Tatili İstanbul’da Geçirecekler İçin:
Bütün bir yıl çok emek harcadınız, yoruldunuz, ders notlarınız iyi veya kötü sonuçta dönem bitti ve artık dinlenmenin, gezip tozmanın, bol bol fotoğraf çekinmenin zamanı geldi.
Bazı sebeplerden dolay tatili İstanbul’da geçirecekseniz veya tatil için İstanbul’a gelecekseniz bence bu yazı dikkatinizi çekebilir. Yahya Kemal’in şiirlerinde gözünüzde İstanbul’un mükemmelliğini canlandırırken birden trafikle karşılaştığınızda Tevfik Fikret’in Sis şiirine bağlayabilirsiniz. İstanbul’un trafiğini saymazsak taşı toprağı altın mıdır bilmem ama gezmekle bitmeyen tarihiyle kültürüyle farklılıkları bir arada bulunan, boğazdan baktığında gecesi ayrı, gündüzü ayrı güzel bir şehir. Anlatılmaz gezilir, bütün bunları anlamak için anlatılmaz yaşanır değil yaşanılır. Ben de bu yazıda nacizane nerelere gitsek sorusu için birkaç fikir sunmuş olacağım.
1) Müzeler
Öncelikle tabii ki müzeleri; ama baktığımıza ücretli ve ücretsiz müzeleri var. Kültür ve Turizm Bakanlığına ait müzelerde her girişte ücret ödememek için bir müze kartı çıkarıp (20 TL) sadece İstanbul’daki değil bakanlığa ait tüm Türkiye’deki müzeleri ücretsiz gezebilirsiniz. Onun haricinde bazı özel müzelerde de halk günlerinde belirli günlerde ücretsiz olarak giriş yapabilirsiniz.
Sosyal medyada çokça görmüşüzdür bu yeri, çekilen fotoğrafları, ya ne var şu Balat’ta:)
Benim ayrı bir sevdiğim bir semttir. Eski eski, sıra sıra dizili rengarenk binaları, Balkan topraklarını anımsatan Arnavut kaldırımlı sokakları, olmazsa olmaz vintage shop’lar, mimarisi ve binasının rengiyle dikkat çeken Fener Rum Ortaokulu, anlatmakla olmaz gezerek kendinizin keşfedeceği daha birçok şey belki de.
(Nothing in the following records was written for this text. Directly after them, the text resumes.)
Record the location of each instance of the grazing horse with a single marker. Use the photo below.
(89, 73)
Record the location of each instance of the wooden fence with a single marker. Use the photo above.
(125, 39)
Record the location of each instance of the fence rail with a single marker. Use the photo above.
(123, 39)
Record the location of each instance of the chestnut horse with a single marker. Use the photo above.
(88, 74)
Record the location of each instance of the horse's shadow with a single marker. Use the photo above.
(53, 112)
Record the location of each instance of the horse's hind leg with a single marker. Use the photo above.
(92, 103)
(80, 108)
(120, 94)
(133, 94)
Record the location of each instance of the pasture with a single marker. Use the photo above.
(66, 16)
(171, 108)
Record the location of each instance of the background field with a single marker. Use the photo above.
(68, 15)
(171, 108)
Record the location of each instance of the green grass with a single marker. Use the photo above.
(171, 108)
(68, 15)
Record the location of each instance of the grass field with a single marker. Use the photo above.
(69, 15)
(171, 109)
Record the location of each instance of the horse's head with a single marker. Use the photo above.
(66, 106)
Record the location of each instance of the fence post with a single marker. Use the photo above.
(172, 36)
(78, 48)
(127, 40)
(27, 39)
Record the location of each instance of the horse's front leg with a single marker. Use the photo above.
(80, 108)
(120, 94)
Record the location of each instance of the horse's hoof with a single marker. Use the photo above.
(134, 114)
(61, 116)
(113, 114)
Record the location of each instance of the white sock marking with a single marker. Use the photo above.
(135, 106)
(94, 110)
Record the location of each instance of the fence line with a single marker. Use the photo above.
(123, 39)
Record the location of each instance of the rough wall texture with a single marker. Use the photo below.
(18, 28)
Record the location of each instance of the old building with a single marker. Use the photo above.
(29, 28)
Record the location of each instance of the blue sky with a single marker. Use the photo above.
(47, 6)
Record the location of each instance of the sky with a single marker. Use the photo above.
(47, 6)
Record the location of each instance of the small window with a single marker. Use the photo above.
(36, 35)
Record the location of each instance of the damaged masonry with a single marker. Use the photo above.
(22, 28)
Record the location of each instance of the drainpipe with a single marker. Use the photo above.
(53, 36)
Kuzguncuk Üsküdar’da yer alan bir sonraki gezi durağı. Eğer oralarda oturmuyorsanız vapur keyfiyle Üsküdar’a ulaşmak yolculuğunuza ayrı bir hava katacaktır. Üsküdar’da indiğinizde Kuzguncuk için dilerseniz yürüyebilir dilerseniz de otobüse binip iki durak sonra inebilirsiniz (yani o kadar yakın). Kuzguncuk sokaklarında bizi ne bekliyor; eski yapılı binalar, rengarenk kapılar, hatta gezerken bu yüzden gelin damatla karşılaşabilirsiniz, cafeler; kitap cafe, vegan cafe, sahaflar ve daha fazlası sizin tarafınızdan keşfedilmeyi bekliyor. Tepeye doğru çıkıp geriye baktığınızda İstanbul manzarası sizi bekliyor olacak ayrıca çıkarken kahvenizi alıp saatlerce bu manzarayı izlemek isteyebilirsiniz.
Nereden buluyorlar bu graffitili sokakları diyorsanız işte size Karaköy sokakları. Merak edenler için İş Bankası Müzesi ve Osmanlı Bankası Müzesi de burada yer almakta ve ücretsiz. Meşhur Komando Merdivenlerini unutmayın buradan çıktığınızda da sağda vintage shop var sevenlerine duyurulur. Galata Kulesini bilmeyen yoktur. Kuleye çıkmak için aldığım biletin arkasında yazanları paylaşayım: İstanbul’un en eski ve en güzel kulelerinden biri olan Galata Kulesi, Bizans İmparatoru Anastasuis Oilosuz tarafından 528 yılında fener kulesi olarak ahşaptan inşa ettirilmiştir, 1348 yılında Cenevizliler tarafından Christea Turris (İsa Kulesi) adıyla yığma taştan yeniden yapılmıştır. 1453’te İstanbul fethedildiğinde Türklerin eline geçen kule yerden 66.90 metre ve deniz seviyesinden 140 metre yüksekliktedir. Çapı 8.95 metre ve duvar kalınlığı da 3.75 metredir. Restoranında sadece lezzetli Türk ve uluslararası mutfağın tadına bakmakla kalmayıp, aynı zamanda boğazın ve şehrin harika manzarasının da zevkine varacaksınız.
Keyifli bir tatil geçirmeniz dileğiyle, her şey gönlünüzce olsun.